GCG Attack On A Diffusion LLM
Published on arXiv
2601.14266
Input Manipulation Attack
OWASP ML Top 10 — ML01
Prompt Injection
OWASP LLM Top 10 — LLM01
Key Finding
Prefix perturbation was the most computationally efficient and effective GCG variant; attacks on the LLaDA-Instruct model were overwhelmingly unsuccessful; the unmodified LLaDA-Base refused 93.65% of AdvBench prompts, suggesting baseline robustness but with a non-trivial attack surface.
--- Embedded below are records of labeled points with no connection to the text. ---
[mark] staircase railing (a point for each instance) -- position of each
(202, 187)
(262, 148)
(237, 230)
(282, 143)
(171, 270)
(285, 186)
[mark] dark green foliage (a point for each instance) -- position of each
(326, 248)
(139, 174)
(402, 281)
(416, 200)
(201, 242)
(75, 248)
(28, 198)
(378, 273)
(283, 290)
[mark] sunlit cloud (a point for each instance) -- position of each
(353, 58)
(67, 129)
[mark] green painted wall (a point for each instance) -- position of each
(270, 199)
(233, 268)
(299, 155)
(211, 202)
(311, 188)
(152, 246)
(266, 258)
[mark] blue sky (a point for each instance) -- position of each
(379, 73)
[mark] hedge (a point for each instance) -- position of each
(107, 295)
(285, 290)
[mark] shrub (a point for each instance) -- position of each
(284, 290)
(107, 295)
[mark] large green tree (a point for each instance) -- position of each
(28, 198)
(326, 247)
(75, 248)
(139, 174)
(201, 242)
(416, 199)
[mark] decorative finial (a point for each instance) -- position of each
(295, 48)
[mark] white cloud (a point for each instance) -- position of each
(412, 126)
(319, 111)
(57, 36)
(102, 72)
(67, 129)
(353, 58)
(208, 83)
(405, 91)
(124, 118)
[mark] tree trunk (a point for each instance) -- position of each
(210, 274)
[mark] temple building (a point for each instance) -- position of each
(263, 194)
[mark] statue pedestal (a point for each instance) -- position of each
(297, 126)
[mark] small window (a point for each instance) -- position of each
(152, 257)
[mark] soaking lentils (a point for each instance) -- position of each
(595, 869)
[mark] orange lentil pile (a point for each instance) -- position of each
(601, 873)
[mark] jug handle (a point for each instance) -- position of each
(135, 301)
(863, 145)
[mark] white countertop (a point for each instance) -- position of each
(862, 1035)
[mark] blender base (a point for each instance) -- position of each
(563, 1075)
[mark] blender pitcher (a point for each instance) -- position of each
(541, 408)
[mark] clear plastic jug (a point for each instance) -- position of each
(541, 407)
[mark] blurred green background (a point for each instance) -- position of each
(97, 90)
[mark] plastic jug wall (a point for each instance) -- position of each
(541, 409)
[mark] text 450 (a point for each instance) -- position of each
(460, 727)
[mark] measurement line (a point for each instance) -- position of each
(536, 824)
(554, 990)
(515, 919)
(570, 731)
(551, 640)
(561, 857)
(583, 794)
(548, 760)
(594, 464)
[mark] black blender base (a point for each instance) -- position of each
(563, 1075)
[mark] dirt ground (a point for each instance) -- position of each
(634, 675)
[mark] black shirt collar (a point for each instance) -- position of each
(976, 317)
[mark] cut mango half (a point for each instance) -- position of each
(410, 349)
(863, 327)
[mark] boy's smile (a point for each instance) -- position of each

GCG (Greedy Coordinate Gradient) for diffusion LLMs
Novel technique introduced
While most LLMs are autoregressive, diffusion-based LLMs have recently emerged as an alternative method for generation. Greedy Coordinate Gradient (GCG) attacks have proven effective against autoregressive models, but their applicability to diffusion language models remains largely unexplored. In this work, we present an exploratory study of GCG-style adversarial prompt attacks on LLaDA (Large Language Diffusion with mAsking), an open-source diffusion LLM. We evaluate multiple attack variants, including prefix perturbations and suffix-based adversarial generation, on harmful prompts drawn from the AdvBench dataset. Our study provides initial insights into the robustness and attack surface of diffusion language models and motivates the development of alternative optimization and evaluation strategies for adversarial analysis in this setting.
Key Contributions
- First exploratory implementation of GCG-style gradient-based attacks on a diffusion LLM (LLaDA), covering prefix permutation and adversarial suffix generation variants
- Empirical comparison of three GCG variants (prefix, random suffix, Qwen-seeded suffix) on LLaDA-Base and LLaDA-Instruct using AdvBench harmful prompts
- Preliminary insights into the attack surface and robustness of diffusion language models, motivating new optimization and evaluation strategies for this model class
🛡️ Threat Analysis
GCG is a gradient-based adversarial token-level optimization attack (suffix/prefix perturbation) targeting a language model at inference time — the taxonomy explicitly identifies adversarial suffix optimization on LLMs as ML01.